Salesforce is on the verge of acquiring Buddy Media for $800 million, according to a new report from AllThingsD. Buddy Media’s products allow companies to create and manage customized content on social networks such as Facebook and Twitter; it also offers analytics for monitoring user engagement across social networks.
When asked about the possible acquisition, a Salesforce spokesperson emailed that the company “does not comment on rumors or speculation.”
Enterprise firms seem to be taking an interest in companies that deal in cloud-based social marketing. Earlier in May, Oracle entered into an agreement to acquire Vitrue, which offers tools for managing organizations’ Facebook, Google+ and Twitter activities, for a rumored $300 million (officially, the terms went undisclosed). Vitrue products also include the Vitrue shop, billed as a “social commerce solution,” and an analytics tool for tracking engagement and fan growth.

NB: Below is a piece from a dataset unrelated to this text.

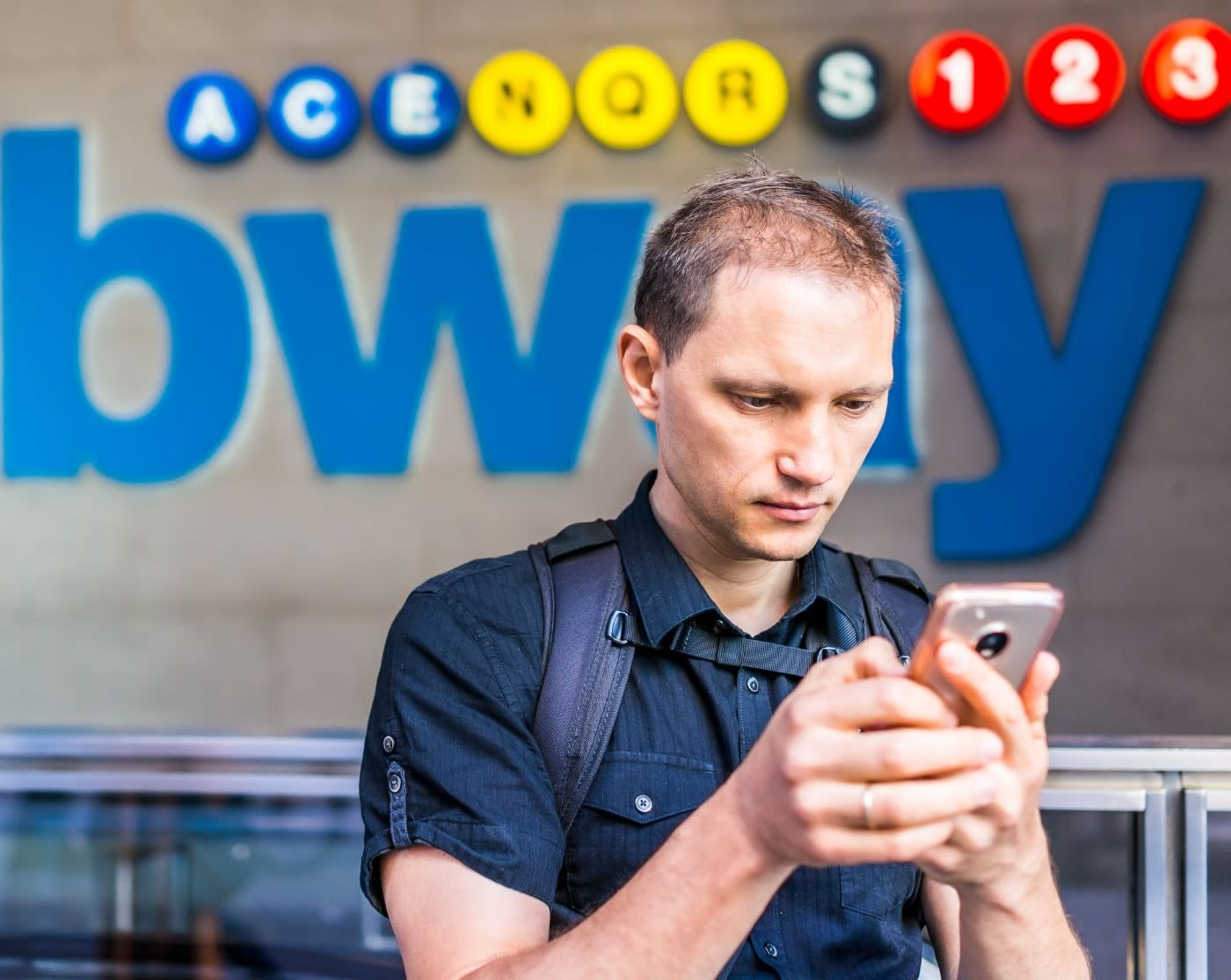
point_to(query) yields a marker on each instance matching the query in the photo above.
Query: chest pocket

Oracle will presumably graft Vitrue’s capabilities into its own sales and analytics offerings. As speculated by AllThingsD, Salesforce could do something similar with Buddy Media, incorporating the latter’s offerings into its CRM platform.
If Salesforce indeed makes the buy, Buddy Media would become its second big Facebook-related purchase in little over a year. In March 2011, the company acquired Radian6, which built tools for monitoring activity on Facebook and other social networks, for $276 million in cash and $50 million in stock. At the time, Salesforce was quite open about its intentions to bake Radian6 assets into its Sales Cloud, Service Cloud, and Force.com platform.

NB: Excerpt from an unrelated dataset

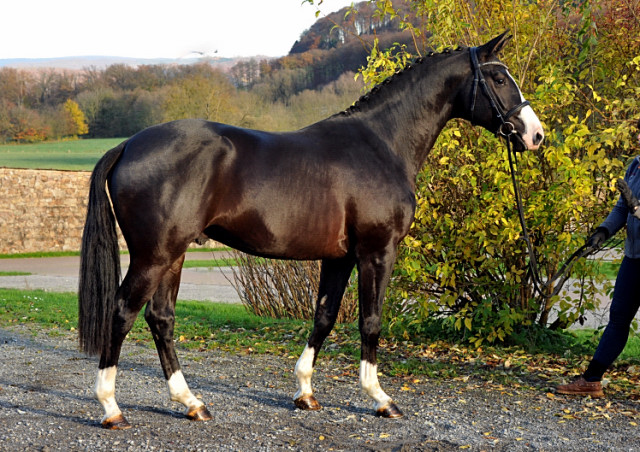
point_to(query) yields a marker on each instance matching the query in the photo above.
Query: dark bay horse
(340, 191)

Facebook: Fad or Useful Tool?
Facebook, by virtue of holding data related to the lives of roughly 900 million people, has transformed into something of a fatted calf for companies looking to gather, slice, and dissect massive amounts of demographic and marketing information.
Companies such as Buddy Media, Vitrue and Radian6 aim to filter that social data and apply it to marketing purposes; the Oracles and Salesforces of the world buy those companies up, thinking their own products will become that much more powerful with a hefty dose of social-marketing muscle; but it remains to be seen whether these acquisitions, and the resulting integration of various software platforms, will result in robust CRM tools.